Ian Lewis, Director, Adaptive Cities Programme, Dept. of Computer Science & Technology, University of Cambridge, April 2020.

For these graphs we used the object detection and tracking numbers from our Vivacity image-based cameras, where pedestrians, cyclists, cars, vans and trucks are classified in each image and counted crossing virtual 'count lines' in five-minute intervals.
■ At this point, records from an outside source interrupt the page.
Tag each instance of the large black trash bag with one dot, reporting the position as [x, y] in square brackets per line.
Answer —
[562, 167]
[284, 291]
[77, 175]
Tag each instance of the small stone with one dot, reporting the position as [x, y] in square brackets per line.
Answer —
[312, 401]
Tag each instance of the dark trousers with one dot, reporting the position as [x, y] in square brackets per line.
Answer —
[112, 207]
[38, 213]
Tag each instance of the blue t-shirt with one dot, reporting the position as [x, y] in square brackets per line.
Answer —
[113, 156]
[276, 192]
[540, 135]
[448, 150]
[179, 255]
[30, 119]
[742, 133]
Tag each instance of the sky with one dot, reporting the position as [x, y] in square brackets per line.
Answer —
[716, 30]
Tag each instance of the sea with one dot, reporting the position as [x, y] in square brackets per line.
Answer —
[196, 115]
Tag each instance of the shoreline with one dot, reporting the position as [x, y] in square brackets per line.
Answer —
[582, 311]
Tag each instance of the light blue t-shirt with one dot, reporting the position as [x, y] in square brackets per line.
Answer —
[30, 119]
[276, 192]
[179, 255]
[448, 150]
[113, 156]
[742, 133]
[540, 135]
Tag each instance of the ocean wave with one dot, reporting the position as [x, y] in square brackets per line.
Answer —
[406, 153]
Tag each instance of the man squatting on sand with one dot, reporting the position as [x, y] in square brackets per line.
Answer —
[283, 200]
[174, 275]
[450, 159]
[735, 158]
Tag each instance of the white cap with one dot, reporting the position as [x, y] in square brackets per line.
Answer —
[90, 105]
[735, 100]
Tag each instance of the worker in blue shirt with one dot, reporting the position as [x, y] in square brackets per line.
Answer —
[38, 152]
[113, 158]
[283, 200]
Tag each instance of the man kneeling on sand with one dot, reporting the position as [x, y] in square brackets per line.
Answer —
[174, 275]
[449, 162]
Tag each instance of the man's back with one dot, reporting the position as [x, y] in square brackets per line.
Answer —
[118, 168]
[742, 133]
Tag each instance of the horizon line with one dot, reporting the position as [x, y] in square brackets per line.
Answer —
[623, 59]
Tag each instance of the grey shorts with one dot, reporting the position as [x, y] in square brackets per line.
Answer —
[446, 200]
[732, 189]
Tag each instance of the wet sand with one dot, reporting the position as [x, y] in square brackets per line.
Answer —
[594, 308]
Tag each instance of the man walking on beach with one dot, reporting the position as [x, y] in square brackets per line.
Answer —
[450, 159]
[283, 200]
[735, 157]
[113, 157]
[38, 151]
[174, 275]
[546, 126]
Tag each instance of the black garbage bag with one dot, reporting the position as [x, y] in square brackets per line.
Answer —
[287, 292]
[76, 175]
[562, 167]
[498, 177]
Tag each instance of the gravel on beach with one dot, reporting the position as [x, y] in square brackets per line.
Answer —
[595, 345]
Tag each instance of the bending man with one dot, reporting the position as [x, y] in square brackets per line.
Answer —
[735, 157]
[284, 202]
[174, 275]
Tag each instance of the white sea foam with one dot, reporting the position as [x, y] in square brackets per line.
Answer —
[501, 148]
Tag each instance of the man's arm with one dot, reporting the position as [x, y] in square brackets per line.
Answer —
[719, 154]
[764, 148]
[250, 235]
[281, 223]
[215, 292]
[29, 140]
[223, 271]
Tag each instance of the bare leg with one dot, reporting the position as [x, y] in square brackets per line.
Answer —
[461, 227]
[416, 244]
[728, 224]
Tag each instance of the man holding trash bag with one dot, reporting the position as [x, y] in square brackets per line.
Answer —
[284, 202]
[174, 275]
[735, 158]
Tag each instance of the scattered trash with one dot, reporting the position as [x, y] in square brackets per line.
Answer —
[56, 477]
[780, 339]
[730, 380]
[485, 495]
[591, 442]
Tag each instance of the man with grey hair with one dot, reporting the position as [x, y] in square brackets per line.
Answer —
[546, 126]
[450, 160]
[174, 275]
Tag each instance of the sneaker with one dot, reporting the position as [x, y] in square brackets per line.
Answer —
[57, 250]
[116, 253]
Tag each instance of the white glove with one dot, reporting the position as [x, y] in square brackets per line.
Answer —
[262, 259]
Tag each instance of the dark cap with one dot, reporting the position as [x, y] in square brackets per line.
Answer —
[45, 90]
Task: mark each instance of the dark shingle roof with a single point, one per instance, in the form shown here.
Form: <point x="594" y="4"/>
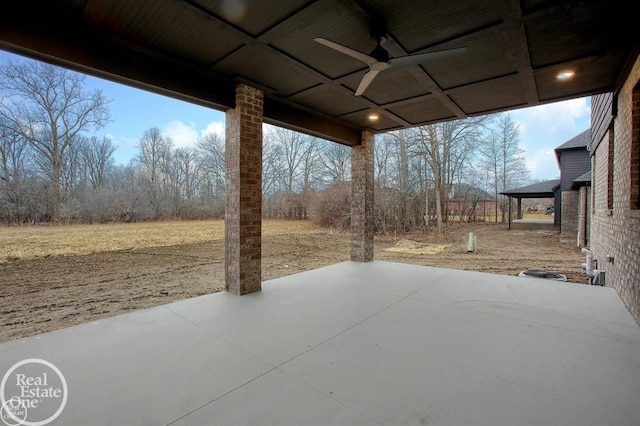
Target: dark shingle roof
<point x="537" y="190"/>
<point x="582" y="180"/>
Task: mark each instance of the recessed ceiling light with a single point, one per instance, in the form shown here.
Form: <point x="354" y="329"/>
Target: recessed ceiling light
<point x="565" y="75"/>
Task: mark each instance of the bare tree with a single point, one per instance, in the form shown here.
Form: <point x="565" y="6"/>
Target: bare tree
<point x="154" y="157"/>
<point x="336" y="162"/>
<point x="503" y="159"/>
<point x="50" y="107"/>
<point x="445" y="147"/>
<point x="97" y="159"/>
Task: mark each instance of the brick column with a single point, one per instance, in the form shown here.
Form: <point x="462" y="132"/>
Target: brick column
<point x="243" y="218"/>
<point x="362" y="199"/>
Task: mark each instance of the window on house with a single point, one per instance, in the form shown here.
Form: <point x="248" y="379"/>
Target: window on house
<point x="635" y="148"/>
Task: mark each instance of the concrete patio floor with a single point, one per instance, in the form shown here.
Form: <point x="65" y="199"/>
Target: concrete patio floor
<point x="357" y="343"/>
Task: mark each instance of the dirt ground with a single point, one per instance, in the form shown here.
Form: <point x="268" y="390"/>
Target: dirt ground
<point x="47" y="294"/>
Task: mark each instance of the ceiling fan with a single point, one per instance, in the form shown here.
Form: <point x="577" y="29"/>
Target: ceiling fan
<point x="378" y="60"/>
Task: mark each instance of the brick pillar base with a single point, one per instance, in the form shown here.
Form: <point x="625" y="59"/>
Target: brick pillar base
<point x="362" y="175"/>
<point x="243" y="218"/>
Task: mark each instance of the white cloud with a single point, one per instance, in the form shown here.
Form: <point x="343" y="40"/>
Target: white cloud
<point x="215" y="127"/>
<point x="545" y="127"/>
<point x="183" y="135"/>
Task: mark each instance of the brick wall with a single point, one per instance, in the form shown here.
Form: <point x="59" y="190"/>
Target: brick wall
<point x="243" y="216"/>
<point x="569" y="225"/>
<point x="584" y="215"/>
<point x="616" y="232"/>
<point x="362" y="176"/>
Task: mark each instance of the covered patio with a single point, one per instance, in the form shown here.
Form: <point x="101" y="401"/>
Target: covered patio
<point x="545" y="189"/>
<point x="357" y="343"/>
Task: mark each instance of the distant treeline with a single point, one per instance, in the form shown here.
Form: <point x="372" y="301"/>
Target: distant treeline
<point x="52" y="170"/>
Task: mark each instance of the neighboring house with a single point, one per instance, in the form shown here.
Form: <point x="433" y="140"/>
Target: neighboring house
<point x="615" y="215"/>
<point x="574" y="161"/>
<point x="472" y="203"/>
<point x="549" y="189"/>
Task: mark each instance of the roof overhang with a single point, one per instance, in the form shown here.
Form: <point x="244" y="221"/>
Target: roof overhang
<point x="198" y="50"/>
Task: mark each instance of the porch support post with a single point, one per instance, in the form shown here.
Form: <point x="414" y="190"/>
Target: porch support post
<point x="519" y="209"/>
<point x="243" y="216"/>
<point x="362" y="176"/>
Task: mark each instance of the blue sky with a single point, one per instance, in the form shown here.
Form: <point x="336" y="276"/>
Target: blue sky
<point x="542" y="128"/>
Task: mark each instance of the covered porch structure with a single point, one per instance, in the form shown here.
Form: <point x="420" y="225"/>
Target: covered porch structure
<point x="361" y="342"/>
<point x="546" y="189"/>
<point x="354" y="343"/>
The graphs below summarize the impact over the time period Feb 21st 2020 (i.e. pre-lockdown) to April 23rd for the recognized categories. The chart at the top of this page provides the simplest overview of the lockdown impact, i.e. the percentage reduction in traffic over the period for each of the categories., with both car and pedestrian traffic reducing by 66% to around a third of their pre-lockdown values.

To provide a scale comparison for the various traffic types, the chart below overlays the daily total counts for each of the categories.

Brief commentary on the results of this analysis

This analysis provides a quantitative metric for the degree of lockdown which should be useful as the constraints are removed and we measure the return to normal mobility.

In due course it may be possible to correlate this metric with the degree of infection in the region, which might include an estimate of the time delay between lockdown actions and the effect on infections.

The 'intelligent' image-based sensors (i.e. trained neural networks) are particularly suited to providing image object counts for a pre-defined set of categories. This is advantageous when lockdown actions are intended to be asymmetric with regard to traffic types.

Why this analysis is good but not great

  1. Historic data rather than realtime. These charts are the result of a single analysis of data curated over a fixed time period (21st Feb to 23rd April 2020), even though the data is continuously available from the sensors with approximately 5-minute latency. The immediate impact of this is obfuscated by the fact the analysis uses data up until midnight yesterday (at the time of writing). The SmartCambridge platform is designed throughout to process incoming data in real-time so these 'lockdown metrics' could equally be provided as a real-time feed updating every five minutes. The benefits of this are unlikely to be recognized until after that real-time feed becomes available.
  2. Spatial reporting. We should expect a greater spatial density of these sensors and the analysis could show in real-time not only the degree of lockdown but an effective 'heatmap' of the lockdown across a large urban area (such as London).
  3. Metric relative to 'normal'. The analysis given here leaves it to the viewer to visually 'smooth' the curves and assess lockdown relative to the apparent 'normal' situation prior to the controls. Better would be to maintain a real-time 'normal' metric using historical patterns (e.g. relative to time of day, day of week, weather) such that the impact of changes is better understood.
  4. Sensor fusion. We have a variety of other sensors which would meaningfully contribute to an overall assessment of the lockdown measures (for example car parking occupancy). The analysis provided here was simplified by limiting the analysis to a single source.

In summary, intelligent urban sensors are particularly well suited to categorizing mobility and providing useful lockdown metrics. However, a snapshot of data from a single data source falls far short of what a state-of-the-art urban data plaform should be capable of producing.